The Port of Ipswich was electrifying two of its rubber-tyred gantry cranes as part of a wider decarbonisation programme. New 11kV cable supplies were required from the existing port substation to each crane's docking position, with terminations into purpose-built switchgear cabinets at the dockside.
Port operations continued throughout — works had to be planned around shipping schedules, with dock closures available only at slack tide windows.
What the job involved
- 320m of 11kV XLPE pulled across both new and existing duct routes.
- Two straight joints at midpoint locations.
- Outdoor terminations into purpose-built dockside switchgear cabinets.
- Galvanised steel cable protection in dockside areas.
- VLF testing and full handover to port engineering team.
Key challenges
- Salt-air environment required strict cable cleaning between drum unwind and pull.
- Working alongside live HGV and container-handling traffic — full TM throughout.
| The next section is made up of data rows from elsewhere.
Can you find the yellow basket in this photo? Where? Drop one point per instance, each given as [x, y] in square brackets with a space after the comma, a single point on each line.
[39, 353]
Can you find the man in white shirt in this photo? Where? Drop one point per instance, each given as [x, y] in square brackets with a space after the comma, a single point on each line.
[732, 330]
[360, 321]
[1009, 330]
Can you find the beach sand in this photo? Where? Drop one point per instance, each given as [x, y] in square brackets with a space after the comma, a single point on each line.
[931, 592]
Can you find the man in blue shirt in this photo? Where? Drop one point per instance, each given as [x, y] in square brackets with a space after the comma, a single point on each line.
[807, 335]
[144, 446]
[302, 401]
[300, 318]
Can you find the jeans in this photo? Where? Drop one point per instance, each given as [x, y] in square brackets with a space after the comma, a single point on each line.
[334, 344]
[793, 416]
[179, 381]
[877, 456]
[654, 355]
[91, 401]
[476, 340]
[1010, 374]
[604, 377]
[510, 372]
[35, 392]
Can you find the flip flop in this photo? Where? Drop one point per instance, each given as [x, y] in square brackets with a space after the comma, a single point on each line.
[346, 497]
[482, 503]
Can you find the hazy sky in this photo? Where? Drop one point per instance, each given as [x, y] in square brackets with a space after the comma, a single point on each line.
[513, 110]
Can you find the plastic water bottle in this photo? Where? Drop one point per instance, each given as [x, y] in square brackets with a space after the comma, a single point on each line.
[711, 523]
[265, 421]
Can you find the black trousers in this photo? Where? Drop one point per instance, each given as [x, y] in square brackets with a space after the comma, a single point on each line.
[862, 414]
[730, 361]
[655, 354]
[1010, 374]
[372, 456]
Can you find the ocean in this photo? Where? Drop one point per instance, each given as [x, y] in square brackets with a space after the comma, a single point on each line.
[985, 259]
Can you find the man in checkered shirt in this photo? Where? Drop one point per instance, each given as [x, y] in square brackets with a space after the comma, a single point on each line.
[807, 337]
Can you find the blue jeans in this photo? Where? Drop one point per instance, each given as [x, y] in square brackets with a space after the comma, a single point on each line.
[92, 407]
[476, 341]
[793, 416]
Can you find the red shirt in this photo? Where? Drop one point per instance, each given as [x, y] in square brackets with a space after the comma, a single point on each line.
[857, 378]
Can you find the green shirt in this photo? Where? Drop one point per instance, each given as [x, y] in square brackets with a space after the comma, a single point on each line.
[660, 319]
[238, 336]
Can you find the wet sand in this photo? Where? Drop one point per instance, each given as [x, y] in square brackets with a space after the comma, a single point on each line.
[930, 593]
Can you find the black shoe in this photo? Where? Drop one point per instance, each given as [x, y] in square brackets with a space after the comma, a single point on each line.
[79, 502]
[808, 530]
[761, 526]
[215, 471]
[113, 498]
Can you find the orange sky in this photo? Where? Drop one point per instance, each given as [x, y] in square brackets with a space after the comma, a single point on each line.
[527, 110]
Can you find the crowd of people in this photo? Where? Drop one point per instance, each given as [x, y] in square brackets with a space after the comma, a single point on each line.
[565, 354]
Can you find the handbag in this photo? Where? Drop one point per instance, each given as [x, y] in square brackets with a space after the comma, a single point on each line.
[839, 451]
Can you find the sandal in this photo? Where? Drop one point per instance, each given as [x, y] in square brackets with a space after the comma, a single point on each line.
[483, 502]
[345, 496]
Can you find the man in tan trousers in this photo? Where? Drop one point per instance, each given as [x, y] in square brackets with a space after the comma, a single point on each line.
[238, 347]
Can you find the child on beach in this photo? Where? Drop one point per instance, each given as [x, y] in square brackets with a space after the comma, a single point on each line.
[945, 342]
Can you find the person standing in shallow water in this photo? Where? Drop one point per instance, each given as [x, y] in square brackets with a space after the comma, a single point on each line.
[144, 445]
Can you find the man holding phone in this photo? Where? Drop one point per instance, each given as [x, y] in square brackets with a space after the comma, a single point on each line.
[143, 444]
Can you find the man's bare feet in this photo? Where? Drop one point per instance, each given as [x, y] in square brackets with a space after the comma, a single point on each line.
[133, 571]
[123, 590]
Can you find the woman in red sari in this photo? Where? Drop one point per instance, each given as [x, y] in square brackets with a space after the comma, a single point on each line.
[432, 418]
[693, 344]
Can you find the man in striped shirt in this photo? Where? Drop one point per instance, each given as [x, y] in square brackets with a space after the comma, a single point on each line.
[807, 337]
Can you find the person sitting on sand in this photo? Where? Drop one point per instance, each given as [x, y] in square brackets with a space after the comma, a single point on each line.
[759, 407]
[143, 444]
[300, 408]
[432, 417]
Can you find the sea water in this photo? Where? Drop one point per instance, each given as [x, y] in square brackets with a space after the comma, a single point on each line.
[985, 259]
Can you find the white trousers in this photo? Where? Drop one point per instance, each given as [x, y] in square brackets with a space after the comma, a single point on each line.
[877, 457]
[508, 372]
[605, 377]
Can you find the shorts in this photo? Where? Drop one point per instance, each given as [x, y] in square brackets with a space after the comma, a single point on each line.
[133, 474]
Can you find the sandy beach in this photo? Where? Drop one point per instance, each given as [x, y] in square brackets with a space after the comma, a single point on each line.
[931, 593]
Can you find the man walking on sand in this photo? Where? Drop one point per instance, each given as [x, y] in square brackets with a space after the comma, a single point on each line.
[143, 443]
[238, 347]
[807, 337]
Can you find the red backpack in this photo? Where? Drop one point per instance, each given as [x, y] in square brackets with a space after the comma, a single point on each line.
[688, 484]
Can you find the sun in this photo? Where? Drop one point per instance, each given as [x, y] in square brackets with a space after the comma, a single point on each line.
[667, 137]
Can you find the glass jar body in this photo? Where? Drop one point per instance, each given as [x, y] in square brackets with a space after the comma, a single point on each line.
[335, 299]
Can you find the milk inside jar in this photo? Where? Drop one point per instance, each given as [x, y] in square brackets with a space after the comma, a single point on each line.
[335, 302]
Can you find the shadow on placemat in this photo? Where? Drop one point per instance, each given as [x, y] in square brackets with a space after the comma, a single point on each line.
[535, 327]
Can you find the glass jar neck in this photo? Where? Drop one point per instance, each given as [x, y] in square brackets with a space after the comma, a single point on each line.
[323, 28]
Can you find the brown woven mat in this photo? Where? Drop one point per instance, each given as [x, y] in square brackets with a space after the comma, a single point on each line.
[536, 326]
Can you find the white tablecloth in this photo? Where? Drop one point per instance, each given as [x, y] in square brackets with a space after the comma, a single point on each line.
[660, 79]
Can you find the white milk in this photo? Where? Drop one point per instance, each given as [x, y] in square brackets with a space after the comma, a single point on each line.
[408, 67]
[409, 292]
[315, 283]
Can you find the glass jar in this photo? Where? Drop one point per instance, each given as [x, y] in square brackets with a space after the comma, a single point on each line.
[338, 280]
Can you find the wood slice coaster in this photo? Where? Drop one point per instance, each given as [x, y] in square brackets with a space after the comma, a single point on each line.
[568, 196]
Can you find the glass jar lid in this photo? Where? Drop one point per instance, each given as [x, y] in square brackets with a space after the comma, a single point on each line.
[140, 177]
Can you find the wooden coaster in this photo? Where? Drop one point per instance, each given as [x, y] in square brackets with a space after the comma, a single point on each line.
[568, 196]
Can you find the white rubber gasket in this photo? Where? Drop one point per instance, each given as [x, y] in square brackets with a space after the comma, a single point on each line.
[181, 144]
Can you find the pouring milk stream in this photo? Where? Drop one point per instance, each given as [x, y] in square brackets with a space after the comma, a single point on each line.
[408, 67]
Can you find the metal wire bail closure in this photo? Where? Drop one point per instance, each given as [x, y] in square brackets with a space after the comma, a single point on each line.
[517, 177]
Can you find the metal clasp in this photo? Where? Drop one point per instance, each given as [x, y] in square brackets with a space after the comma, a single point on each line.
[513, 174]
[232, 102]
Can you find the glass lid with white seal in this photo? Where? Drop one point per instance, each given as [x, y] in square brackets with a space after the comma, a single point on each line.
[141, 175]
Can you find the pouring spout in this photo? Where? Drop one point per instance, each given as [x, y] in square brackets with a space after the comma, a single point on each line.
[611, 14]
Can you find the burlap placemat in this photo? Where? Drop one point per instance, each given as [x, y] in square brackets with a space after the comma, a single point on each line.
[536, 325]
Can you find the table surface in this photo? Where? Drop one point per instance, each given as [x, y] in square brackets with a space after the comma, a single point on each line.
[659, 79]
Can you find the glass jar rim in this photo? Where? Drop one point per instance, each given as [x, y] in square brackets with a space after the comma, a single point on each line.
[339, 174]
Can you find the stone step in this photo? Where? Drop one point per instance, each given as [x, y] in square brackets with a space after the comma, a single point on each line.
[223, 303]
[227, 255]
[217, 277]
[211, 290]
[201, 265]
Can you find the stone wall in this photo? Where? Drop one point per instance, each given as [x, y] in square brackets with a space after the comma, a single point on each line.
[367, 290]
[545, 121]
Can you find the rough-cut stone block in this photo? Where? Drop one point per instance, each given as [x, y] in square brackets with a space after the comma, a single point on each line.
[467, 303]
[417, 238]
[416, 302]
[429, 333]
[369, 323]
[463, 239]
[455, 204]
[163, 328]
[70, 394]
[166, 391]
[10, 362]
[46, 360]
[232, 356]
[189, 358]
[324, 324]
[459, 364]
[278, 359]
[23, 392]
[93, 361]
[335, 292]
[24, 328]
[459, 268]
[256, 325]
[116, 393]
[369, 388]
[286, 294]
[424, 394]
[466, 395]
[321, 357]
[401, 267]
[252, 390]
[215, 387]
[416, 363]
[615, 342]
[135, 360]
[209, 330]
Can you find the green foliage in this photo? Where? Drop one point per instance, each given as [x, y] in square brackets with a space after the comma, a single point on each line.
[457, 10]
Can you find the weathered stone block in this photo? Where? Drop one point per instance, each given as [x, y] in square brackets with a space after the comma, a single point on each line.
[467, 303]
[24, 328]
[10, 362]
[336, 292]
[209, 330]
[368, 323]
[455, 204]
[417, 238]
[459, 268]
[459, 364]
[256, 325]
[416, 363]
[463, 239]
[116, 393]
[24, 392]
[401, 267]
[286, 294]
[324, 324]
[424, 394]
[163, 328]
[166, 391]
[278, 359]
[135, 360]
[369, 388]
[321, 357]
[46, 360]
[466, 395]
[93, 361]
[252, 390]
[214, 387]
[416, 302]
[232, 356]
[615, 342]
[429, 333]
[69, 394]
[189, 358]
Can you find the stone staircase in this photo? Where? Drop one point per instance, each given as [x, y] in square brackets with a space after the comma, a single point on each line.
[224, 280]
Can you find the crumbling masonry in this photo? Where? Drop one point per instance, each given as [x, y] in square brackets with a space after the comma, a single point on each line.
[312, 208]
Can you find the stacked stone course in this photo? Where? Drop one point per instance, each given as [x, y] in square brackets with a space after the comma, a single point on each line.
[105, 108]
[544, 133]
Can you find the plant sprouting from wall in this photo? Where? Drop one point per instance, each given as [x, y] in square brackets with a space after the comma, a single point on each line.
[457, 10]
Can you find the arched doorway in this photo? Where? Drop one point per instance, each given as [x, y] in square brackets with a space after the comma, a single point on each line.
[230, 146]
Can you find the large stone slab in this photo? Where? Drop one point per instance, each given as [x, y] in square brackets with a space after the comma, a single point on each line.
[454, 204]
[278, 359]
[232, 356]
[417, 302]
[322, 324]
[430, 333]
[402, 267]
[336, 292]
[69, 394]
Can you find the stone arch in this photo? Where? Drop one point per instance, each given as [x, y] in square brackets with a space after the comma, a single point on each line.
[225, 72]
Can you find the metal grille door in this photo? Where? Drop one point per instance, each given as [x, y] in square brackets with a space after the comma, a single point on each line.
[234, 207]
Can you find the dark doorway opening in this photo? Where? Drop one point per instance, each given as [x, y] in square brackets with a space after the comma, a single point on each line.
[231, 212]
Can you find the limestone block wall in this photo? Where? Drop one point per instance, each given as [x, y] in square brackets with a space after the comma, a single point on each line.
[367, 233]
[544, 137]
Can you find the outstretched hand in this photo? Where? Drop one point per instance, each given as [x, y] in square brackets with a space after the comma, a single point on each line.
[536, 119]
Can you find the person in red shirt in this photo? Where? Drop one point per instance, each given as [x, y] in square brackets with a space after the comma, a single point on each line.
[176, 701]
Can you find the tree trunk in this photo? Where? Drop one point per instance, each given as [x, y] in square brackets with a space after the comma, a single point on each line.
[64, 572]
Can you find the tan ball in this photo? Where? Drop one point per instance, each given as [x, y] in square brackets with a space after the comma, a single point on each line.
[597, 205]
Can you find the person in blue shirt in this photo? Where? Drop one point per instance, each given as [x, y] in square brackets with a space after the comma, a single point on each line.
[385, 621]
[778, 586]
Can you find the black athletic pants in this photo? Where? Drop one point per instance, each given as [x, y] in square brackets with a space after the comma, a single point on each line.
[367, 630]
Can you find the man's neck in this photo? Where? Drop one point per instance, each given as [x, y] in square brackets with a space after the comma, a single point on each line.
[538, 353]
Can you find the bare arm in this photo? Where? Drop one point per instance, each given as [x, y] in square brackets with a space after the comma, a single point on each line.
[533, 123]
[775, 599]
- Tide-dependent work windows on the dockside section — three visits to complete.
Outcome
- Both crane supplies commissioned and energised on schedule.
- Port able to take the cranes electric ahead of decarbonisation milestone.
- Port operator engaged us for further electrification works at sister berths.
Dockside cable work is its own animal. Salt, tides, lorries, schedules. They handled all of it without us having to brief them twice.